This special issue’s topic is non-territorial governance. We sought papers that explored the relationship between non-territorial forms of governance, such as blockchain, the internet and distributed communities, and special jurisdictions, including Special Economic Zones and other forms of Startup Societies. We decided to put these two “hot topics” together based on their individual potential to transform, improve upon or, at least, facilitate governance as we know it today.
Our aim was attracting papers that pushed the boundaries of knowledge in the fields of governance, economics, political science and law. Indeed, we received papers that explore how and why conditions particular to special jurisdictions allow for easier implementation of innovative, non-territorial forms of governance. However, we also received papers that discuss the potential of non-territorial forms of governance to structure special jurisdictions. Our authors successfully walked the fine line between academic rigor and presenting new, non-mainstream governance ideas by recognizing some of their limitations.

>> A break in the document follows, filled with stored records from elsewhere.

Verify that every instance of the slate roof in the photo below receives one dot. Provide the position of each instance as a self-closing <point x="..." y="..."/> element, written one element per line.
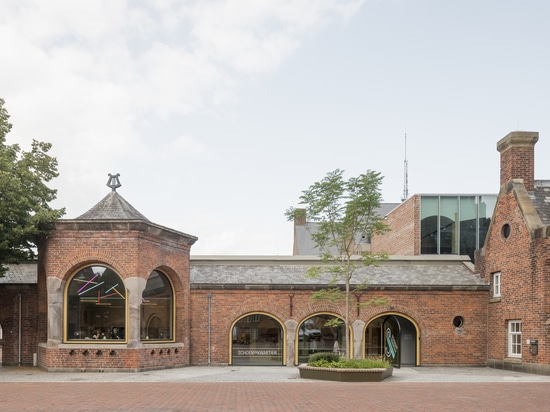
<point x="23" y="273"/>
<point x="408" y="272"/>
<point x="115" y="207"/>
<point x="541" y="200"/>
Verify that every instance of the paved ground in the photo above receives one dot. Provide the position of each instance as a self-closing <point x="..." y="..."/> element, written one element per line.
<point x="271" y="389"/>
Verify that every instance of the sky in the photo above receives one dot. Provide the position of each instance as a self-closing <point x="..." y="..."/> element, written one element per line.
<point x="217" y="114"/>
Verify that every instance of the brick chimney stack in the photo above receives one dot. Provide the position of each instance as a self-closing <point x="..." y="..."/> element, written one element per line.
<point x="517" y="158"/>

For this issue, we have selected four papers. One is a case study, and three are exploratory works. This issue discusses papers discussing non-territorial forms of governance, such as ULEX, cryptodemocracy (futarchy, quadratic voting and epistocracy), and blockchain-based governance. It also includes works about forms of governance that have a different relation to the territory, such as zone-based governance and seasteading. The case study we include focuses on one key example of a special jurisdiction, the Shenzhen Special Economic Zone. These papers discuss bold, yet feasible, forms of governance. Some already exist. Others are yet to be tried. Still, the selected papers embody today’s crème de la crème of potential non-territorial governance, Startup Societies and next-generation Special Economic Zones.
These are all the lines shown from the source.